In a large mixing bowl, mix flour, baking powder, salt and brown sugar. Cut in shortening with a pastry cutter. Mix well.
In a small bowl, beat together vinegar, egg and cold water.
Add dry flour mixture to wet mixture and mix together until it forms small balls.
Mix well until you can form it into a large ball. * Don't be afraid to really get in there with your hands! If it feels gooey, add a little more flour. Add only 1 tablespoon of flour at a time until it no longer feels gooey or wet. You don't want it too dry, as it won't roll out properly (and you will have additional flour on the board - be very careful not to use too much flour!)
Roll dough out onto a lightly floured surface to about a ¼ of an inch thick. If you are are making pie, then lay your pie plate upside down on the dough. Do the same with tarts, using the aluminum tart plates.
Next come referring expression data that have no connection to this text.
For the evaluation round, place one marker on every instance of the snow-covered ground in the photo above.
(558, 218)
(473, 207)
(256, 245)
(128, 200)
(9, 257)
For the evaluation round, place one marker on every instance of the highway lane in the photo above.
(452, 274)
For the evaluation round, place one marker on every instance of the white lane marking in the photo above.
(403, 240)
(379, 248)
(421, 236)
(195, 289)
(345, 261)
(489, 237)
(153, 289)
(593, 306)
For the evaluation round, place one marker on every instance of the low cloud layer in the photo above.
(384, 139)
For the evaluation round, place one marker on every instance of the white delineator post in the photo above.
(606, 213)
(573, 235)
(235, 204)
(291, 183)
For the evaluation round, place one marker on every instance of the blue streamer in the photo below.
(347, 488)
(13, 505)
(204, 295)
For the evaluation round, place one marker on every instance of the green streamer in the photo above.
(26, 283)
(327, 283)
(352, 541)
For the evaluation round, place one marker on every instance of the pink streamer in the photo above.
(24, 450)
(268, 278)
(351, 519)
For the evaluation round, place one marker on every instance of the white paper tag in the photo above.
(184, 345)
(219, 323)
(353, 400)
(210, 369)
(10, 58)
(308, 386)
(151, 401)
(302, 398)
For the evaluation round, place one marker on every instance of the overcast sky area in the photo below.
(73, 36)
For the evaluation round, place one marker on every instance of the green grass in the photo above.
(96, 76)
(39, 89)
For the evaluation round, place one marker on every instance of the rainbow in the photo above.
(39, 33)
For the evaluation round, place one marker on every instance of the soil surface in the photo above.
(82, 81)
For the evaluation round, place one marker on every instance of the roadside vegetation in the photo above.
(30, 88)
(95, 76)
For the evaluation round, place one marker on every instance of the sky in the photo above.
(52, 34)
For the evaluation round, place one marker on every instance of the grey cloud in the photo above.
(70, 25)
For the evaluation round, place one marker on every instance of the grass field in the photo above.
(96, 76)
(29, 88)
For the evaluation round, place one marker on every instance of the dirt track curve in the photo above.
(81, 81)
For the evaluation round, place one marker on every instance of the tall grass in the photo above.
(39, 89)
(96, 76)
Cut out a circle around it, leaving yourself additional space -at least an inch or two. * You will trim the pie shell later (once it's in the pie plate).
Spray your pie plate with non- stick cooking spray, flip over the pie plate, then gently pick up the crust and place it in the pie plate. *Some people like to use a rolling pin to transfer it to the pie plate (as in the video in post), but I do not use that method. * See Top Tip on rips/tears
Trim the pie once the filling is in and you have put the 2nd pie crust on top, if you are doing a double crust pie. I trim a little, then use a fork to press the ends down (see Video on how to crimp a pie crust with a fork in post), then trim a little more if I need to. * I prefer to use kitchen shears to trim at this stage, as it gives you more control. Add some venting slits by cutting small triangles into the pie with a small paring knife.
Bake as per instructions for the pie recipe you are making (they usually require 30-40 minutes, the first 10 minutes at 400 degrees F and the remainder of the time at 350 degrees F) until golden brown. If you are baking tarts, it's about half the time.